The French cybersecurity corporation explained it identified a lot more than 40 Stealc samples dispersed in the wild and 35 energetic command-and-manage (C2) servers, suggesting that the malware is now gaining traction among criminal teams.
Stealc, very first promoted by an actor named Plymouth on the XSS and BHF Russian-speaking underground community forums on January 9, 2023, is written in C and will come with capabilities to steal details from web browsers, crypto wallets, email clientele, and messaging applications.
The malware-as-a-assistance (MaaS) also features of a “customizable” file grabber that allows its buyers to tailor the module to siphon data files of interest.

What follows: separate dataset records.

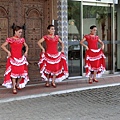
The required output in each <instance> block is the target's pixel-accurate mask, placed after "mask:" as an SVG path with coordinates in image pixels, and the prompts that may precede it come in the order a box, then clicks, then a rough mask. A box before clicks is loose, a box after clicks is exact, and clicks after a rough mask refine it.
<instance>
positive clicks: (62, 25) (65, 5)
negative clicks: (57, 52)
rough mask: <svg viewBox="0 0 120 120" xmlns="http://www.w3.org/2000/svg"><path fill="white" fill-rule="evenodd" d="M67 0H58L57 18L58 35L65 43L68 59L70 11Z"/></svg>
mask: <svg viewBox="0 0 120 120" xmlns="http://www.w3.org/2000/svg"><path fill="white" fill-rule="evenodd" d="M67 6H68V3H67V0H57V10H58V12H57V20H58V35H59V36H60V37H61V39H62V41H63V43H64V46H65V48H64V51H65V55H66V58H67V61H68V13H67V12H68V11H67Z"/></svg>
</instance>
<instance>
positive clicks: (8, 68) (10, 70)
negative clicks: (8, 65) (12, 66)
mask: <svg viewBox="0 0 120 120" xmlns="http://www.w3.org/2000/svg"><path fill="white" fill-rule="evenodd" d="M9 72H11V66H9V67H8V68H7V70H6V71H5V74H4V76H5V75H7V74H8V73H9Z"/></svg>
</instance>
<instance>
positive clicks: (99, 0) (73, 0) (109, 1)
mask: <svg viewBox="0 0 120 120" xmlns="http://www.w3.org/2000/svg"><path fill="white" fill-rule="evenodd" d="M73 1H87V2H102V3H114V4H118V0H73Z"/></svg>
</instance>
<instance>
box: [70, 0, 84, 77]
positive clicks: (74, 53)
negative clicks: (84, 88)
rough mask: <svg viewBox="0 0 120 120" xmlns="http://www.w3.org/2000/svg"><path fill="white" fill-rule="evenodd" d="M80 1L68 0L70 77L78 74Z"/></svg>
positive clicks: (80, 4)
mask: <svg viewBox="0 0 120 120" xmlns="http://www.w3.org/2000/svg"><path fill="white" fill-rule="evenodd" d="M80 27H81V2H80V1H72V0H69V1H68V67H69V75H70V77H73V76H74V77H75V76H80V61H81V60H82V59H81V58H80V39H81V36H80V32H81V29H80Z"/></svg>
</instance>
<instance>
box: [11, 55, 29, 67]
mask: <svg viewBox="0 0 120 120" xmlns="http://www.w3.org/2000/svg"><path fill="white" fill-rule="evenodd" d="M10 63H11V64H12V65H15V66H21V65H24V64H26V65H28V62H27V60H26V57H25V56H22V58H20V59H17V58H14V59H12V58H10Z"/></svg>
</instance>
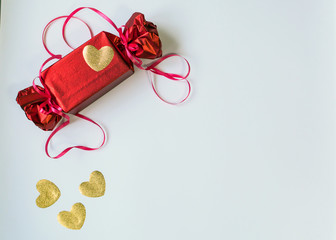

It further implements loader capabilities to deploy further payloads.
SEKOIA assessed with “substantial self esteem that its alleged developer rapidly proven itself as a reliable threat actor, and its malware gained the have confidence in of cybercriminals working with infostealers.”
Amongst the distribution vectors used to supply Stealc are YouTube movies posted from compromised accounts that connection to a website peddling cracked software package (“rcc-software[.]com”).
This also implies that consumers browsing for means to put in pirated application on YouTube are a goal, mirroring the exact same tactic adopted by an additional infostealer dubbed Aurora.
“Given that buyers of the Stealc MaaS own a make of its administration panel to host the stealer C2 server and produce stealer samples by themselves, it is most likely that the establish will leak into the underground communities in the medium term,” the organization included.
In accordance to antivirus vendor Avast, FormBook, Agent Tesla, RedLine, LokiBot, Raccoon, Snake Keylogger, and Arkei (along with its fork Vidar) accounted for the most common stealer malware strains through Q4 2022.